Happy Cactus became a staple for smoothies, cake and ice cream.
Drive through the Dunes
Fuerteventura has its own little desert right south of Corralejo. It's an amazing drive through the Dunes, especially if you're there on a windy day. Even with the windows closed, we ended up covered in sand within our car.
Stop at Playa del Moro for a little swim or snorkel.
Shop at the Clean ocean project store
The clean ocean project aims to reduce the amount of waste, that ends up in the ocean. In their shops, they sell beautiful clothes, zero-waste supplies, jewellery and posters by local artists to fund their projects.
So really, I wasn't just shopping, I was helping the environment ;)
take pictures at Popcorn playa
One of the most instagrammable spots on the island: Tiny bits of corallinales (some kind of chalk algae), shaped like popcorn, have been washed up on this beach.
Bring some proper shoes, they are spikey.
Simply turn right in Majanicho and accept the painfully slow ride over a bumpy path. We had a tiny car and still managed, though (thanks for driving, Alex)
Shop some more at Lapa
I love love love the Lapa Store. For the things they sell, but especially for the way they arrange them in little still lives and for the beautiful restored building, they are in.
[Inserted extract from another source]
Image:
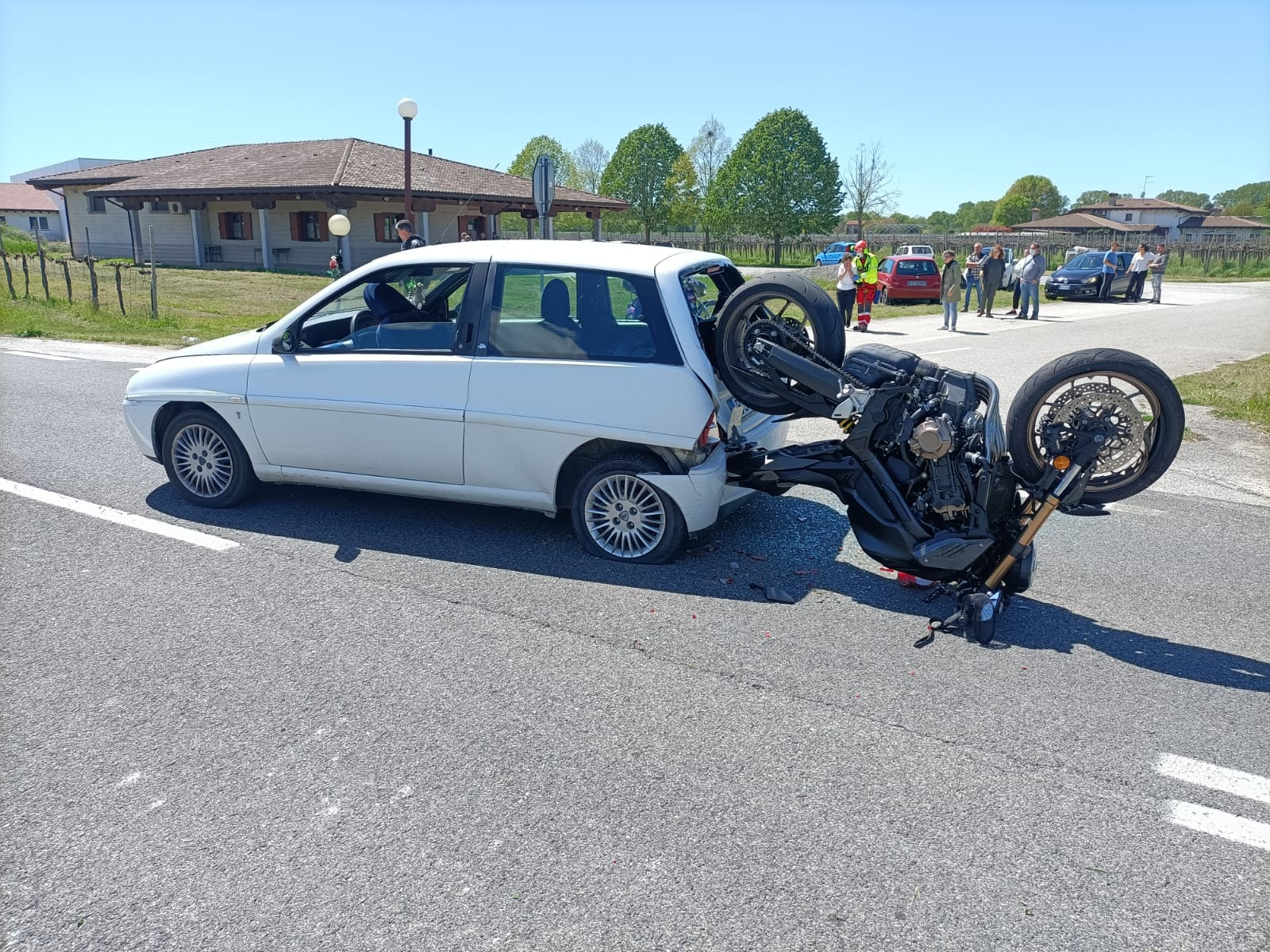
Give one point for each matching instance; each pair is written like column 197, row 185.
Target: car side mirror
column 286, row 343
I got a hat with a mermaid on it, which I will be rocking despite of the warm temperatures here.
Watch the kite surfers at the old lighthouse (or go in yourself)
Since Alex loves kiting, he is also overly interested in watching others kite. While I couldn't care less, it's still a nice spot to just watch the ocean.
Being a lagoon surrounded by rocks, it's a challenging spot, so only go in if you're super good at kiting. Alex' instructor told him that he could go in, but would 100% die.
join the hipsters in Lajares
One of my favourite spots on the island: Lajares is young, hip and has a few nice cafés. Only ten minutes drive from el Cotillo, we ended up spending many afternoons here and moved there later on our trip.
We loved our time in El Cotillo and moved to Lajares, super close to it to make sure we could still come to Happy Cactus for a big chunk of our meals.
Did you visit a place, that really surprised you (probably before Covid)? Tell us about it in the comments section!
Some helpful info about staying in el Cotillo
There are a few busses on the island, but they don't go very often and only to the cities, not to the nice beaches.
The easiest way is to pick up a rental car right at
the airport. They are ridiculously cheap and since you can't drink the tap water or even use it for cooking, you'll be thankful for a car later.
I really don't like driving, but it's absolutely fine on the island. There isn't much traffic and the main roads are in great condition.
Where to stay in el cotillo
Alex and I stayed at Casa Cotillo, which is right in the city centre. We loved the huge kitchen and our private little yard.
They chose a simple colour scheme with light colours and turqoise accents, which feels very beachy and matches the surrounding city.
Alana Cotillo Garden
I saw Alana Cotillo Garden when I walked to the beaches north of Cotillo and was jealous of their designy 70s vibe with an ocean view. I checked online and it was booked way in advance, so be quick if you like it as much as I did.